Steve and Jim both have both spent their careers working separately - Steve at BMP and PHD, Jim at McCann, Ogilvy and Nota Bene - but they have now both have found a natural home for themselves at the WPP media agency, Mediaedge:cia - Steve as joint Managing Director of Mediaedge:cia in the UK, and Jim as Global Director of Communications Planning and also Regional Director of Retail for Europe Middle East and Africa. They have increasingly overlapped in their careers on the SABMiller business; a business which has taken them all over the world.
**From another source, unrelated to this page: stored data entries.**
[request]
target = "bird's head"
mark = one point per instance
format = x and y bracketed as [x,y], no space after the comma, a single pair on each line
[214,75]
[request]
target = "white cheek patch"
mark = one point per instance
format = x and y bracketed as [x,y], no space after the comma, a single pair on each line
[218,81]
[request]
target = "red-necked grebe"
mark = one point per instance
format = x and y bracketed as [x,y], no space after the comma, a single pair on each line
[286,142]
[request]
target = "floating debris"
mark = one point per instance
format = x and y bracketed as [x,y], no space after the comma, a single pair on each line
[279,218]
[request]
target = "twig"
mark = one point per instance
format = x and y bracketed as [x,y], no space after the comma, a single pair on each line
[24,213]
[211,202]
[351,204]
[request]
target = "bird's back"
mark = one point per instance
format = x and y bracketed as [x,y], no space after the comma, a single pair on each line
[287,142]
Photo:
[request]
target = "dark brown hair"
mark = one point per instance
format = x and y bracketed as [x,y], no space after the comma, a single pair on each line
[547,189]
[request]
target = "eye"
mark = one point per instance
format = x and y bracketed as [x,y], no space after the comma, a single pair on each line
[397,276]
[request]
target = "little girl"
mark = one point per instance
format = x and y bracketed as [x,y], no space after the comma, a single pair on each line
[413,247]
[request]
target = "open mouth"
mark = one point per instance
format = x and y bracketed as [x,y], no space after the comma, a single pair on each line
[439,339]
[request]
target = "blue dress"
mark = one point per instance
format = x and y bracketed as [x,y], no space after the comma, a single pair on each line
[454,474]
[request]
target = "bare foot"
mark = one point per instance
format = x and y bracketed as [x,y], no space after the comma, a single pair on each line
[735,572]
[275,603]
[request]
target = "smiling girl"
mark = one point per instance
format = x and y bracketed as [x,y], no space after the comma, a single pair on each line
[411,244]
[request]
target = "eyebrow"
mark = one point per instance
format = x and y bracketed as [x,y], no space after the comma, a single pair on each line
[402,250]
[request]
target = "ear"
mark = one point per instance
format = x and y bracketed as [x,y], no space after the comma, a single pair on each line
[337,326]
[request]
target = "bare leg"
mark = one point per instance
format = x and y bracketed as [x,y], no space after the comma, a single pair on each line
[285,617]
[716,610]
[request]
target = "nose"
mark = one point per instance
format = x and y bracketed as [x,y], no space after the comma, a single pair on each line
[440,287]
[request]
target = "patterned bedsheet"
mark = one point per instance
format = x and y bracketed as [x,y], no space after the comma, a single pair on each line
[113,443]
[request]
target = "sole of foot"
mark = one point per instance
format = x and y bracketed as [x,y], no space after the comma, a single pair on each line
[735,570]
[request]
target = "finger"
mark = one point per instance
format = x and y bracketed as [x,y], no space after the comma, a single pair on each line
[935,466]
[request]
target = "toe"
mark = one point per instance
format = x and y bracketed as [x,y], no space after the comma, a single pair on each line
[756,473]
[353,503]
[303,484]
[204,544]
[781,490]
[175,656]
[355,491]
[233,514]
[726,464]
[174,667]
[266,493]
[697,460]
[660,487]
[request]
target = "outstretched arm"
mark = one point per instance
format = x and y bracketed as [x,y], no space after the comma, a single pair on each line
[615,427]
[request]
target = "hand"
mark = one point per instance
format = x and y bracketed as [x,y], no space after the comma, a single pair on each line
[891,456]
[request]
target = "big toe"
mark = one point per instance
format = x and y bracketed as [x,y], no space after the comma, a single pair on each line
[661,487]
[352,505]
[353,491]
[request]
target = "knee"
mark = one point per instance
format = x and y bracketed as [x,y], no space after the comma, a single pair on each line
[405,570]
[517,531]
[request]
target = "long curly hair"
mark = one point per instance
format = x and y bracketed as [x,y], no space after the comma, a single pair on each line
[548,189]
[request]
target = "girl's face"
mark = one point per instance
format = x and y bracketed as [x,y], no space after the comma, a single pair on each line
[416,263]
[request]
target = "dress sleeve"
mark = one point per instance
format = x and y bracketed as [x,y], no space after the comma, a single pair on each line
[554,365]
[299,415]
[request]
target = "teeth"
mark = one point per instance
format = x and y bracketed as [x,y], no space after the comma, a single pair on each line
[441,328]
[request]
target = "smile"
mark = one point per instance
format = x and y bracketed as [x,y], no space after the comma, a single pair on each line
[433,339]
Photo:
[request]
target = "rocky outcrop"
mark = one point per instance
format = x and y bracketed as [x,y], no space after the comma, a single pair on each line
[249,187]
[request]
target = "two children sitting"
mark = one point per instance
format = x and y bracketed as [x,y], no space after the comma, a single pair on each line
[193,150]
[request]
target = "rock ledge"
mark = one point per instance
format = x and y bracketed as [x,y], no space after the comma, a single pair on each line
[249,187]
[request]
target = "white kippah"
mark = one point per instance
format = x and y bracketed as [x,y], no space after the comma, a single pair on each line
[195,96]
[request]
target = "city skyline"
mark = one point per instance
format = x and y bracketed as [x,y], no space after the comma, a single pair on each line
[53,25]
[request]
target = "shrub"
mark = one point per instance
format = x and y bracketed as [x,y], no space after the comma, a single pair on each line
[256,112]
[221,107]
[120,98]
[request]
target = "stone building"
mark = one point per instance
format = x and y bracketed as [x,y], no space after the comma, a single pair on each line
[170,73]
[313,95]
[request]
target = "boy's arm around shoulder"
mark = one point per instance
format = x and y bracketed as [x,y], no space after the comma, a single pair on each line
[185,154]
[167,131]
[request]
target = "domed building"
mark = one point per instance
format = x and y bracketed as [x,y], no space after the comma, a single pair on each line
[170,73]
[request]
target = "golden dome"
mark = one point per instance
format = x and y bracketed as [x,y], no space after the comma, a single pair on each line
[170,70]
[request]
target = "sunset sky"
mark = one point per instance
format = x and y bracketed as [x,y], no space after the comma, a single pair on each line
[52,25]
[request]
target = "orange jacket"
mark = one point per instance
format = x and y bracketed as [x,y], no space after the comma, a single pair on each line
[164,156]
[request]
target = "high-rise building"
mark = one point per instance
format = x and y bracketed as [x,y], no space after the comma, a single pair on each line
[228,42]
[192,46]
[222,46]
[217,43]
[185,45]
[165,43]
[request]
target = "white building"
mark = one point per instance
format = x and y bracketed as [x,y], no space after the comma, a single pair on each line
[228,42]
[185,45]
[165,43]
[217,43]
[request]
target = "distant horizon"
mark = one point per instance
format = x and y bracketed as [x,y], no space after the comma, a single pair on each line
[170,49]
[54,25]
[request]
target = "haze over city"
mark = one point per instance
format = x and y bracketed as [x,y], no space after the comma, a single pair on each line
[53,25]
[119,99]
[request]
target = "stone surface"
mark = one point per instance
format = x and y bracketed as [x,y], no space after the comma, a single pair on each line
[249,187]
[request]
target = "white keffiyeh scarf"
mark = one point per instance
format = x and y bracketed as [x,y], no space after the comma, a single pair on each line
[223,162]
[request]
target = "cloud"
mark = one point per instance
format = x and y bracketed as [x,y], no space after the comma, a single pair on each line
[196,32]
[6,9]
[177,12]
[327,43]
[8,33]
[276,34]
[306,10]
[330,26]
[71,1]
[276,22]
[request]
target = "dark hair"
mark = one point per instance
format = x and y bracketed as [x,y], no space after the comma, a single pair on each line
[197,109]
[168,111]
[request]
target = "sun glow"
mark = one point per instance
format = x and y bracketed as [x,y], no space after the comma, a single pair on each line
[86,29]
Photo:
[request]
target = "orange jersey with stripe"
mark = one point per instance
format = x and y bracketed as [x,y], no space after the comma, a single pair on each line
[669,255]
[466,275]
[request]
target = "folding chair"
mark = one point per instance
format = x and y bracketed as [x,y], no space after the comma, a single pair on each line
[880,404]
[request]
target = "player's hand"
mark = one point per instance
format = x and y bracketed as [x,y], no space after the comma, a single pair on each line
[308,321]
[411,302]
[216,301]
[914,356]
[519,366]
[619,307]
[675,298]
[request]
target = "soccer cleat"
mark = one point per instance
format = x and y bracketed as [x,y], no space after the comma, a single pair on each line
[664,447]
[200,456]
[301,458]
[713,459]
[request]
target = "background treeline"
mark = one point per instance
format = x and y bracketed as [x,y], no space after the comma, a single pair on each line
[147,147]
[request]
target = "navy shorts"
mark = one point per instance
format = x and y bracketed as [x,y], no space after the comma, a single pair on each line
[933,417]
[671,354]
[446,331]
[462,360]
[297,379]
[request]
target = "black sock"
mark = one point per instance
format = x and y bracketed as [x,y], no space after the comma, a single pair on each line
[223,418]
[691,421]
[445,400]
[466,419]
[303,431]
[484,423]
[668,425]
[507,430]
This journey hasn't been one of sterile airports and hotel rooms, rather it's been one in which they've really experienced the different markets...from working at the Praha hotel in Prague, a bastion to communism designed to be the place for 'the last stand' (with the tanks on the lawn) when capitalism came rolling into town, to going to saunas in the Russian countryside in -30 degree conditions, to talking to hostel dwellers in the townships of Johannesburg to arguing with unscrupulous cabbies at 2am in Bucharest. Most importantly, it has afforded them some of the most interesting planning work that you can imagine and given them a huge experience in the world of ideas. As a result, they've become fervent believers in the role that communication ideas play at the heart of modern marketing.